How does a node send entries to Syslog on a Pi?

Rgrove · 23 November 2022 16:37

I have a pi that disappears from the network every day, and when that happens, Syslog is overwhelmed with entries from SNMP nodes that can't connect with their target.

The nodes run once per second, and sometimes the Pi goes 10 hours before I get a chance to reboot it...so that's (presumably) 36,000 failed SNMP requests in my syslog...per node!

The Pi doesn't have the SNMP service installed directly, so there's no config for that.

Nodered doesn't appear to use Syslog.

How does this thing log?

Colin · 23 November 2022 17:11

Can you show us a sample message please?
Are you seeing them on the pi or on a machine monitoring the pi?

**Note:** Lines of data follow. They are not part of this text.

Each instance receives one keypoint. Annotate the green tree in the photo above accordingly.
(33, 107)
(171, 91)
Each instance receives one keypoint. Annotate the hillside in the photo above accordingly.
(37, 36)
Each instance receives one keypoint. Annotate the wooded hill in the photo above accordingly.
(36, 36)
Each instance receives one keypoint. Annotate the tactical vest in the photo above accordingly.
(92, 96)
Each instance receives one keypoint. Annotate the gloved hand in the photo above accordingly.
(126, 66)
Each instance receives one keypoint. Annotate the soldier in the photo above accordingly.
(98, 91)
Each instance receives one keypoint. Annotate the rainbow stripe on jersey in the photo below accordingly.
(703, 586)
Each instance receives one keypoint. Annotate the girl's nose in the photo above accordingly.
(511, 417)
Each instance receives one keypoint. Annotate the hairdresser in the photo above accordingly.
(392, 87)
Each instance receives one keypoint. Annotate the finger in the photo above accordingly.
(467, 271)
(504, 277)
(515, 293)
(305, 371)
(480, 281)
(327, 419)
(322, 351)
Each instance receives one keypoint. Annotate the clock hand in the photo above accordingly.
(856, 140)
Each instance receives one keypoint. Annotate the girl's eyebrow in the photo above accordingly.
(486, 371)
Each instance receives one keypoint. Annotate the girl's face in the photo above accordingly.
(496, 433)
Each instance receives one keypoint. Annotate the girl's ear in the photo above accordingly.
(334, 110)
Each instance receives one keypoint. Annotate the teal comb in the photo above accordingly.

Rgrove · 23 November 2022 17:13

It's on the Pi itself, when doing a CAT /var/log/syslog

Nov 23 11:56:02 xxx-011-Wxxx Node-RED[329]: 23 Nov 11:56:02 - [error] [snmp:Get                                    SNMP] RequestTimedOutError: Request timed out

Rgrove · 23 November 2022 17:19

These are kinda odd ones that came in while it was on the network, but they're basically the same as the flooded log.

Nov 23 12:11:23 xxx-011-Wxxx Node-RED[329]: 23 Nov 12:11:23 - [error] [snmp:Get SNMP] RequestTimedOutError: Request timed out
Nov 23 12:11:23 xxx-011-Wxxx Node-RED[329]: 23 Nov 12:11:23 - [error] [snmp:Get SNMP] RequestTimedOutError: Request timed out
Nov 23 12:11:23 xxx-011-Wxxx Node-RED[329]: 23 Nov 12:11:23 - [error] [snmp:Get SNMP] RequestTimedOutError: Request timed out
Nov 23 11:51:25 xxx-011-Wxxx Node-RED[328]: 23 Nov 11:51:20 - [error] [snmp:Get SNMP] Error: send ENETUNREACH 10.85.28.243:161
Nov 23 11:51:25 xxx-011-Wxxx Node-RED[328]: 23 Nov 11:51:21 - [error] [snmp:Gates data] Error: send ENETUNREACH 10.85.28.238:161

Colin · 23 November 2022 17:20

That is coming from node-red, I guess it is coming from the snmp node, though I haven't used that node. I use Telegraf for snmp.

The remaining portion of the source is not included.